Abstract:
A method for contrast-enhancing in a multi-dimensional image in image locally detects a contrast quantity. This quantity is determined to be either in a low range or in a high range. When in the high range, the contrast is locally enhanced with an enhancement factor that is a monotonic non-increasing function of the local contrast. After enhancing, the contrast itself is a monotonically increasing function of the contrast before enhancing.

Description:
This is a continuation of application Ser. No. 08/432,756, filed May 2, 1995, now abandoned. 
    
    
     BACKGROUND OF THE INVENTION 
     Field of the Invention 
     The invention relates to a method for contrast-enhancing in a multi-dimensional image. The method comprising the steps of: 
     sampling the image according to a regular array of instants 
     based on said instants locally detecting a contrast quantity 
     detecting said quantity as being either in a low range or in a high range 
     when in said high range locally relatively enhancing said contrast with an enhancement factor that is a monotonically non-increasing, non-uniform function of said local contrast quantity. 
     A method of this kind has been described in F. P. de Vries, Automatic, Adaptive, Brightness Independent Contrast Enhancement, Signal Processing Vol. 21 (1990) 169-182. There, the enhancement is applied to the logarithm of the image data. Uniform windows are used, and no sub-sampling is applied. The enhancement factor is (mu+kap) if the local residue energy c(p) is lower than the variance var, and (mu+kap*var/contrast) otherwise. The meanings of these parameters will be explained hereinafter. A problem, as shown in FIG. 5, infra, is that low-contrast features that are minimally above a threshold are enhanced, whereas slightly higher contrast values are relatively obscured. In a particular region, the output contrast even decreases as the input contrast increases. This clearly leads to unwanted suppression of useful information. The present invention is based on the insight that applying the method according to the reference looses information when contrast is just above the threshold, and therefore the reference method is quite inflexible. 

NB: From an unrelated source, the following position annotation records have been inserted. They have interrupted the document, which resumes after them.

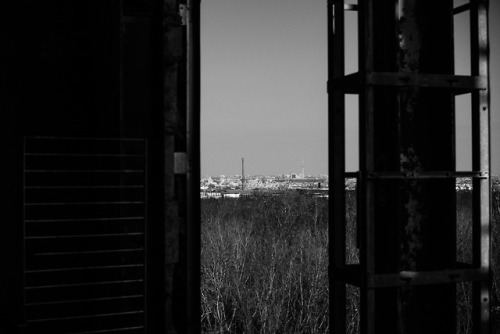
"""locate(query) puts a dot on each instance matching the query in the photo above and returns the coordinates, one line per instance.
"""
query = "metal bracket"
(183, 12)
(180, 162)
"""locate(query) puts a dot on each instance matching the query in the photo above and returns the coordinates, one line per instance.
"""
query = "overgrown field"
(264, 264)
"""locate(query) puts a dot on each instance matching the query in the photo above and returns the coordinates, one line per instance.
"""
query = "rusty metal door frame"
(363, 83)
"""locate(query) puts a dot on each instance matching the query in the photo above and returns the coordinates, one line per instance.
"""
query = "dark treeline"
(264, 263)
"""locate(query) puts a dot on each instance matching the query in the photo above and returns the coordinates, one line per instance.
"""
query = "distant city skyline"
(263, 93)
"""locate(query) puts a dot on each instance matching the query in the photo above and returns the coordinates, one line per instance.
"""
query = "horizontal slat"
(85, 316)
(83, 268)
(84, 308)
(462, 8)
(84, 216)
(83, 259)
(84, 227)
(128, 250)
(113, 235)
(84, 300)
(84, 276)
(82, 220)
(126, 330)
(103, 322)
(84, 203)
(84, 155)
(86, 171)
(78, 187)
(57, 293)
(83, 244)
(83, 179)
(83, 162)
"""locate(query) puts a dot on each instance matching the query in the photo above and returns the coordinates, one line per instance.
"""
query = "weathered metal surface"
(481, 200)
(336, 140)
(459, 84)
(193, 216)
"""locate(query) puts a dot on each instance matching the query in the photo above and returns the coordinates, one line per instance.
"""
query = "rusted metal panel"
(459, 84)
(336, 135)
(193, 230)
(480, 161)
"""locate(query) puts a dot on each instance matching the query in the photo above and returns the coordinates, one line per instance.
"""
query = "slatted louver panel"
(84, 232)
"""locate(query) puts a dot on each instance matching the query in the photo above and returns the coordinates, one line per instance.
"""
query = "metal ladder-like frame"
(363, 83)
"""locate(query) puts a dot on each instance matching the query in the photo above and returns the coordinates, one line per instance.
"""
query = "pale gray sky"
(264, 72)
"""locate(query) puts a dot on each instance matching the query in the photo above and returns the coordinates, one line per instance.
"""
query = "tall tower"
(242, 173)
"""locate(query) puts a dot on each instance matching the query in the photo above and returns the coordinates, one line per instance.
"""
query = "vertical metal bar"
(336, 137)
(193, 167)
(146, 238)
(366, 159)
(480, 162)
(23, 276)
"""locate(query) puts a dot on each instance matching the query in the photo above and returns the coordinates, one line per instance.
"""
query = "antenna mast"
(242, 173)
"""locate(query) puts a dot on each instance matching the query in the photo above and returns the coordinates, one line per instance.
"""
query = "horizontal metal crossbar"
(85, 300)
(83, 284)
(120, 139)
(354, 276)
(109, 330)
(425, 175)
(459, 84)
(462, 8)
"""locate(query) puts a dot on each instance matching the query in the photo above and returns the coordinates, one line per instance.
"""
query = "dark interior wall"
(60, 65)
(93, 68)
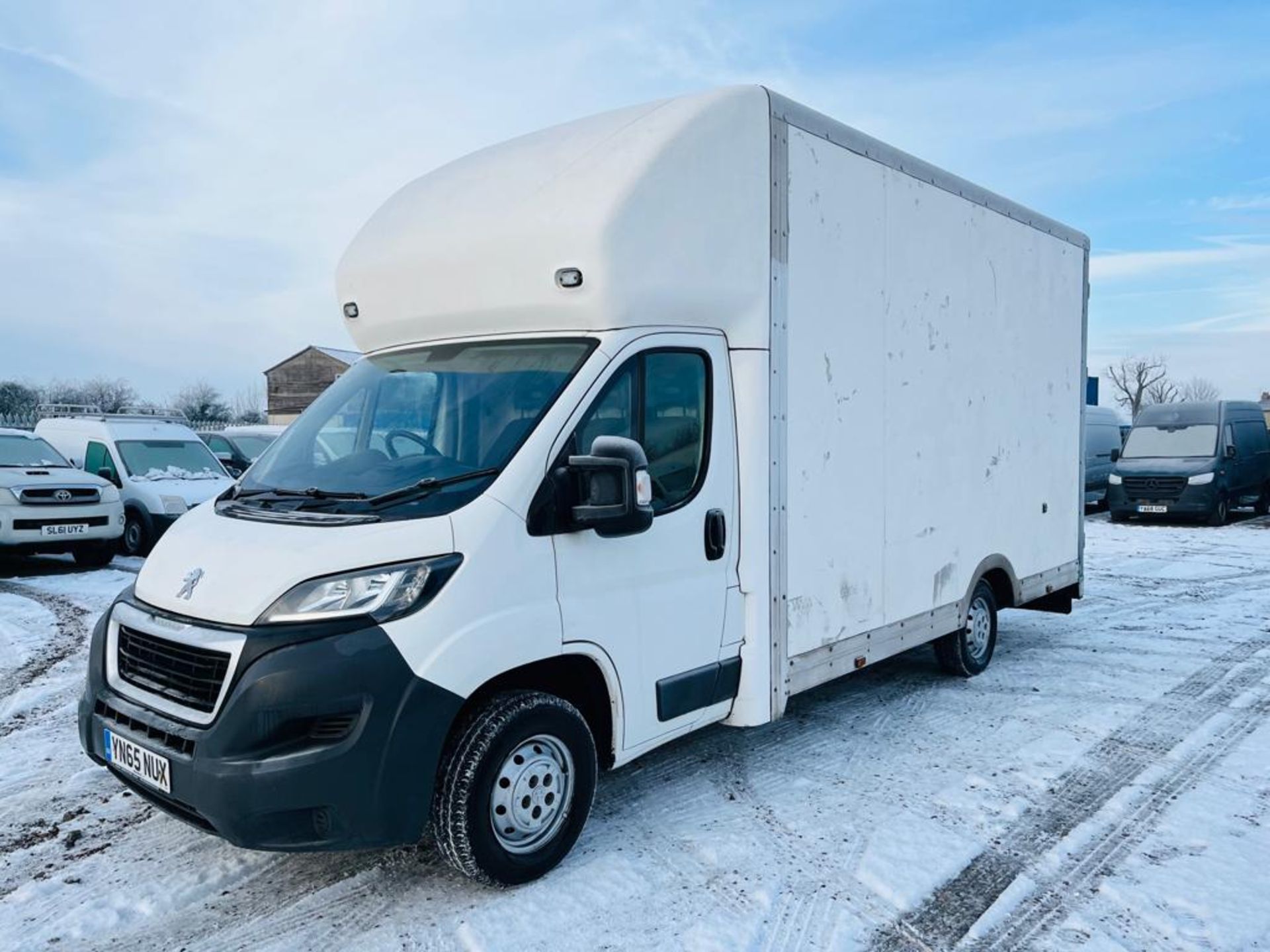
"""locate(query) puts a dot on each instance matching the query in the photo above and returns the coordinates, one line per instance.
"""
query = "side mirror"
(616, 491)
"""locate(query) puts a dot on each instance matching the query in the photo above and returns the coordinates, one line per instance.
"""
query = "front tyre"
(968, 651)
(515, 789)
(136, 539)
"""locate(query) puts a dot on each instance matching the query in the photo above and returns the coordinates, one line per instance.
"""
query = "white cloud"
(1124, 266)
(1240, 204)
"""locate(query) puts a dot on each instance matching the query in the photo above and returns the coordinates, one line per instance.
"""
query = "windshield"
(169, 460)
(1195, 440)
(28, 451)
(252, 447)
(429, 415)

     SUMMARY TO THE INVENTION 
     Amongst other things, it is an object of the present invention to improve the known method for retaining an optimum amount of displayable information. Now, according to one of its aspects, the invention is characterized in that in said high range, the contrast after said enhancing is a monotonically increasing function of said contrast before said enhancing. As discussed more in detail hereinafter, the resulting enhancement has both objectively and subjectively been satisfying for a broad range of applications. 
     By itself, earlier work of the present inventor has been described in B. Escalante-Ramirez and J. B. O. S. Martens, Noise Reduction in Computerized Tomography Images by Means of Polynomial Transforms, J. of Visual Image Communication and Image Representation, Vol. 3, (272-285), Sept. 1992, and related Patent Application EP 513 906, corresponding U.S. Ser. No. 07/874,660 to the same assignee as the present application. This reference was directed to relatively attenuating all image variation if its amplitude was considered insignificant. The present invention, on the other hand, is also directed to enhancement, and in particular has realized that contrasts just above the threshold should be enhanced preferentially relative to higher contrasts. Under certain circumstances, the present invention gives results that are functionally equivalent to the Escalante et al reference, by leaving out the contrast enhancement just above the threshold. In that case, the implementation according to the present invention is more efficient than in the reference. 
     Advantageously, the non-uniform function is monotonically decreasing, in particular, has an asymptote with an asymptotic value for high contrast equal to one. This has been found very satisfying in practice. 
     Advantageously, the method comprises before said detecting measuring a contrast occurrence spectrum in a second region that is larger than a region of said locally detecting and from said spectrum deriving a boundary between said low range and said high range. Although this means that the method must first assess the larger region before being able to execute the enhancing proper, this provides an automatic setting to the best value. 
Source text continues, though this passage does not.